RUU Perampasan Aset dibutuhkan karena instrumen hukum acara pidana saat ini belum dapat memaksimalkan pengembalian kerugian negara, termasuk dalam tindak pidana korupsi.

"Kalau kita mengikuti instrumen yang ada di dalam hukum acara pidana baik di KUHAP (Kitab Undang-Undang Hukum Acara Pidana) maupun undang-undang sektoral terkait ini kan prosesnya lama," ucapnya.

Melalui mekanisme yang diatur dalam RUU Perampasan Aset maka diharapkan pengembalian kerugian negara oleh tindak pidana dapat lebih cepat dan maksimal.

"Tujuan perampasan aset tindak pidana ini kan untuk memaksimalkan pengembalian kerugian negara," tambahnya.

Dia menyebut untuk mendorong RUU Perampasan Aset maka politik hukum nasional yang terkait dengan pemidanaan perlu dilakukan pembenahan ulang agar tidak menimbulkan permasalahan hukum baru ke depannya.

Mengenai hal tersebut, Arsul pun mengusulkan subsidiaritas atau subsider hukuman dalam pembahasan Rancangan Kitab Undang-Undang Hukum Pidana (RKUHP) dihapuskan dan sebaliknya negara mengenakan pailit bagi pelaku tindak pidana yang mengakibatkan kerugian negara.

"Kalau kita hanya melihat RUU Perampasan Aset, tidak membenahi politik hukum pemidanaan kita maka akan terjadi tabrakan," kata Arsul.

Selain Arsul, dalam diskusi bertema "Menakar Urgensi RUU Perampasan Aset" itu turut hadir pula sebagai narasumber anggota Komisi III DPR Nasir Djamil dan pakar hukum Universitas Al Azhar Indonesia Suparji Ahmad.

Menteri Koordinator Bidang Politik, Hukum, dan Keamanan (Menkopolhukam) Mahfud MD menyampaikan bahwa Presiden RI Joko Widodo terus mendorong DPR RI agar segera mengesahkan Rancangan Undang-Undang (RUU) Perampasan Aset menjadi undang-undang.

“Itu sudah sampai ke DPR RI dan sekarang Bapak Presiden dan pemerintah akan terus mendorong itu disahkan secepatnya, mendorong agar pengesahannya terus diagendakan,” kata Mahfud dalam video keterangan pers.

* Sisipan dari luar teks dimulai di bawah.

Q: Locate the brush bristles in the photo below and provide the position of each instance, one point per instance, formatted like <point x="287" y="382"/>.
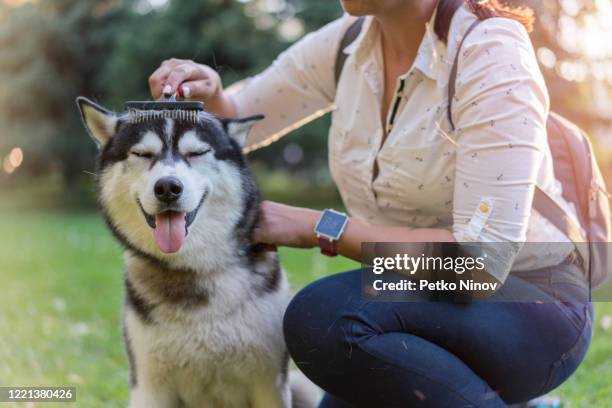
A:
<point x="139" y="116"/>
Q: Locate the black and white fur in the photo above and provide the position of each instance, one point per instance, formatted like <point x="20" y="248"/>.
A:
<point x="202" y="326"/>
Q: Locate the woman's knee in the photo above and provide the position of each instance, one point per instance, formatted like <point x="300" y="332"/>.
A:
<point x="316" y="323"/>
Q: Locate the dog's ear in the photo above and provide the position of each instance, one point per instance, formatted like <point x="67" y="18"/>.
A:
<point x="100" y="122"/>
<point x="239" y="129"/>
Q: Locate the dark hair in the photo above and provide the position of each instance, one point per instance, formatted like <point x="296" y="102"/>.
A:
<point x="483" y="9"/>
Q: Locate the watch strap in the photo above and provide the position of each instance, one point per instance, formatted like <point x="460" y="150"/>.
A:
<point x="328" y="246"/>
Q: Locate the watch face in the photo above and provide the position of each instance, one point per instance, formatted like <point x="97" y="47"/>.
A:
<point x="331" y="224"/>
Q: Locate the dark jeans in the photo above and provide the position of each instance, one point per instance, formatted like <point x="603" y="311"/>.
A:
<point x="439" y="354"/>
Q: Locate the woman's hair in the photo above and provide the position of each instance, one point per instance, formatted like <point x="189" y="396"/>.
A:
<point x="483" y="9"/>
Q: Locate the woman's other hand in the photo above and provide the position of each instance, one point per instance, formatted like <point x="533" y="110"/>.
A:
<point x="284" y="225"/>
<point x="193" y="81"/>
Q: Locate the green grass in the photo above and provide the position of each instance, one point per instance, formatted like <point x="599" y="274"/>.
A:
<point x="60" y="307"/>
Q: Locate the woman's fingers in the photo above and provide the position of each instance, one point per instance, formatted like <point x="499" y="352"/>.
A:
<point x="199" y="90"/>
<point x="182" y="73"/>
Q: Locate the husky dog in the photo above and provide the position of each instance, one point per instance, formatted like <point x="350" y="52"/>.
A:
<point x="204" y="305"/>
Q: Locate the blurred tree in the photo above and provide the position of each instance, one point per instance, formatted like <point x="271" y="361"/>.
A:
<point x="53" y="50"/>
<point x="49" y="53"/>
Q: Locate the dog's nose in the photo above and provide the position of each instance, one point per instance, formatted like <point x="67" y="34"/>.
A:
<point x="168" y="189"/>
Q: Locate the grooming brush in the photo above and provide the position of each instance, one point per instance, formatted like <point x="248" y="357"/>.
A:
<point x="167" y="106"/>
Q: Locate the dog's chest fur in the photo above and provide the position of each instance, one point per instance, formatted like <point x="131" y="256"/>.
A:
<point x="207" y="336"/>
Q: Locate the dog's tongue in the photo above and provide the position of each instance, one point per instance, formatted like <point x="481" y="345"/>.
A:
<point x="169" y="231"/>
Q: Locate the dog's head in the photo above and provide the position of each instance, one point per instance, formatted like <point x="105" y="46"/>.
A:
<point x="169" y="186"/>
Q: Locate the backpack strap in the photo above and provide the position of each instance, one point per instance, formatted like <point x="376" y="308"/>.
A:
<point x="542" y="202"/>
<point x="350" y="35"/>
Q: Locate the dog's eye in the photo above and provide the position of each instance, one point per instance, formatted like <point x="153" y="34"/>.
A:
<point x="143" y="155"/>
<point x="197" y="153"/>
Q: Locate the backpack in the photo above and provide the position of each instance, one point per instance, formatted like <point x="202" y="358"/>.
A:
<point x="574" y="165"/>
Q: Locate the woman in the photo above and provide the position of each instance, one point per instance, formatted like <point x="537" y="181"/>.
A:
<point x="407" y="176"/>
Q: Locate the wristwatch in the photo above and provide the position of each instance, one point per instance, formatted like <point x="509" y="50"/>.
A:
<point x="329" y="229"/>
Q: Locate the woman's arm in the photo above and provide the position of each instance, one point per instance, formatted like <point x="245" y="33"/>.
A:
<point x="285" y="225"/>
<point x="297" y="88"/>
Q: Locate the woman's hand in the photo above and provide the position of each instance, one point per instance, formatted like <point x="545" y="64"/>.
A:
<point x="194" y="81"/>
<point x="284" y="225"/>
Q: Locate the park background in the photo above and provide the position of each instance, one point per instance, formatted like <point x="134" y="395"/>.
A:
<point x="60" y="270"/>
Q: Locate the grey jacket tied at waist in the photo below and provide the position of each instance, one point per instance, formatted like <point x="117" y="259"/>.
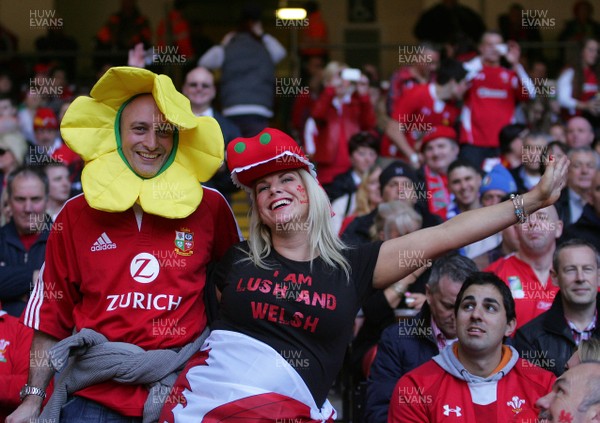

Dia menyampaikan pengesahan RUU Perampasan Aset memang perlu dilakukan secepatnya karena peraturan tersebut bernilai penting bagi bangsa, tidak merugikan siapa pun selain orang yang melakukan korupsi, dan menguntungkan negara.

Sejauh ini, kata Mahfud, Presiden Joko Widodo senantiasa memantau perkembangan proses perkembangan pengesahan RUU Perampasan Aset.